I teach a film studies unit for my Intermediate Theatre class, and this year I replaced
The Dark Knight, which I had grown excruciatingly exhausted teaching, with
Jaws, which I
never get tired of ... anything. And while I was teaching it, I realized how much of it follows the "horror in the daylight" trope that Katya and I have spent much time discussing, and that Davey loves so much. (Someday Katya and I will do an episode on the
entire Jaws quadrology -- which is totally a word I just now invented and plan to use forevermore -- all four of 'em ... even
Jaws: The Revenge. Especially
Jaws: The Revenge.) It's bad enough that something horrible lurks beneath the surface of a place we treat as a recreational toy, waiting to explode from the water and chomp us to death in a horrible fountain of our own blood, but for it to happen in broad daylight, when we can actually
see, and should be able to defend ourselves ...? Unacceptable.

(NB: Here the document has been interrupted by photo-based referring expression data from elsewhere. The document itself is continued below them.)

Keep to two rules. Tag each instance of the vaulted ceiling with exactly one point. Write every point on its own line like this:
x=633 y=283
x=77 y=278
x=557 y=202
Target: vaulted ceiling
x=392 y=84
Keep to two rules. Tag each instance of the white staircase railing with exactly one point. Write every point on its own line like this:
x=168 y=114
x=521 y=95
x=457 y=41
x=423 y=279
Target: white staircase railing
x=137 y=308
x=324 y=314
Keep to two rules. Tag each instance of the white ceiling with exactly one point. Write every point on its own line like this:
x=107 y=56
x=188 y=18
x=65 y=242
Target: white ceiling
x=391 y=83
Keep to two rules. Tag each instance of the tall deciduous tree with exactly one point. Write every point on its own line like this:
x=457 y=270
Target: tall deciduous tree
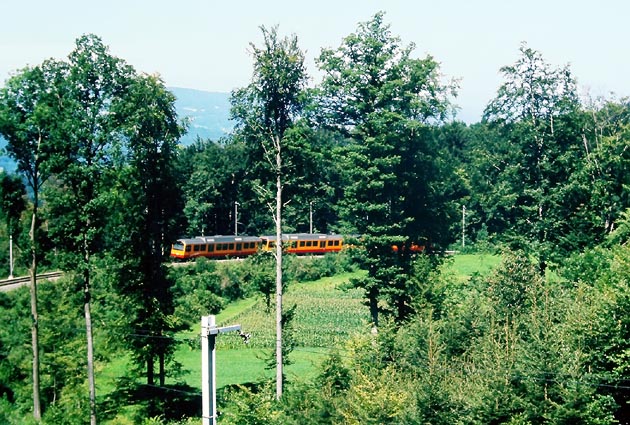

I started considering this post when I found this "deleted" image from an earlier trial of the Alex Kintner death scene (you know, the poor kid who finds himself on the wrong end of the shark's serrated titular teeth). Now, I love me the original scene (you can see it in gif format below), but there is something really, truly horrible about the maw of this leviathan beast just
looming over doomed little Alex and his soon-to-be-tattered yellow raft.
In broad daylight.
Ohmygod. You can
totally see his awful little eye and the top of his snout.
The schlub in the pond, otherwise known as "the estuary victim." The first time we get a pretty good look at the shark, and it's unnerving as hell.